Trotz Protesten verteidigt Ruto das amerikanische Projekt für ein Ebola-Zentrum in Kenia.
Trotz Protesten verteidigt Ruto das amerikanische Projekt für ein Ebola-Zentrum in Kenia.

Der kenianische Präsident William Ruto verteidigte am Donnerstag die Entscheidung, den Vereinigten Staaten den Bau eines Ebola-Quarantänezentrums auf einem Luftwaffenstützpunkt in Kenia zu gestatten, und sagte, seine Regierung tue „das Richtige“, indem sie das Projekt unterstütze.

Die Anlage befindet sich in Nanyuki in Zentral-Kenia im Bau. Satellitenbilder, die Reuters vorliegen, zeigen, dass die Arbeiten trotz lokaler Proteste und kenianischer Gerichtsurteile, die das Projekt stoppen sollen, zügig voranschreiten. Das US-Außenministerium reagierte zunächst nicht auf Anfragen nach einer Stellungnahme.

Die geplante Einrichtung soll eine Station mit 50 Betten für Amerikaner umfassen, die möglicherweise dem Ebola-Virus ausgesetzt waren. Das Projekt kommt zu einem Zeitpunkt, an dem ein Ausbruch die Demokratische Republik Kongo, das derzeitige Epizentrum des Ausbruchs, betrifft; auch in Uganda wurden Fälle gemeldet.

Die kenianische Regierung ist überzeugt, dass diese Infrastruktur ihre Kapazitäten zur Bekämpfung von Infektionskrankheiten stärken und zur internationalen Zusammenarbeit beitragen wird. William Ruto betonte, dass die Initiative als Investition in die Gesundheitssicherheit und nicht als Bedrohung zu verstehen sei.

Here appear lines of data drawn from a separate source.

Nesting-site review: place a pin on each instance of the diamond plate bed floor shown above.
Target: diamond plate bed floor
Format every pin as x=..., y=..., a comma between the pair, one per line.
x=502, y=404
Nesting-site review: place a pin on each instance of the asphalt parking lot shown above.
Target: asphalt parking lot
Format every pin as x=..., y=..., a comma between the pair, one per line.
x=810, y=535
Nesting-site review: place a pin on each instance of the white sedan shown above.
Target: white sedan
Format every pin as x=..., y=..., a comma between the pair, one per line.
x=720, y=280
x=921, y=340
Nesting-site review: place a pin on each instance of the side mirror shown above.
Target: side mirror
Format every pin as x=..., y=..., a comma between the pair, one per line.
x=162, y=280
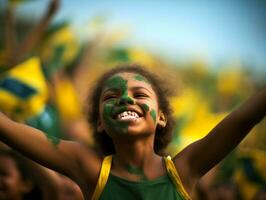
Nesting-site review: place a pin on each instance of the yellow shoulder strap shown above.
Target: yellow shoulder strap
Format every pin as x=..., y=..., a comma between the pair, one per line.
x=104, y=173
x=172, y=172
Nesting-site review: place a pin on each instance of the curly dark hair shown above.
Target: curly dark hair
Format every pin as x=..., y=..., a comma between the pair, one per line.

Das Projekt stieß jedoch bei Teilen der Bevölkerung auf heftigen Widerstand. In Nanyuki fanden Demonstrationen gegen die Errichtung des Zentrums statt, wobei einige Anwohner Gesundheitsrisiken befürchten und gegen die fehlende vorherige Konsultation protestieren.

Die Debatte findet vor dem Hintergrund erhöhter Wachsamkeit in Ostafrika hinsichtlich der Ausbreitung von Ebola statt. Die Gesundheitsbehörden der Region beobachten die Entwicklung der Epidemie genau und bemühen sich, die Präventions- und Behandlungsmaßnahmen für potenziell infizierte Personen zu verstärken.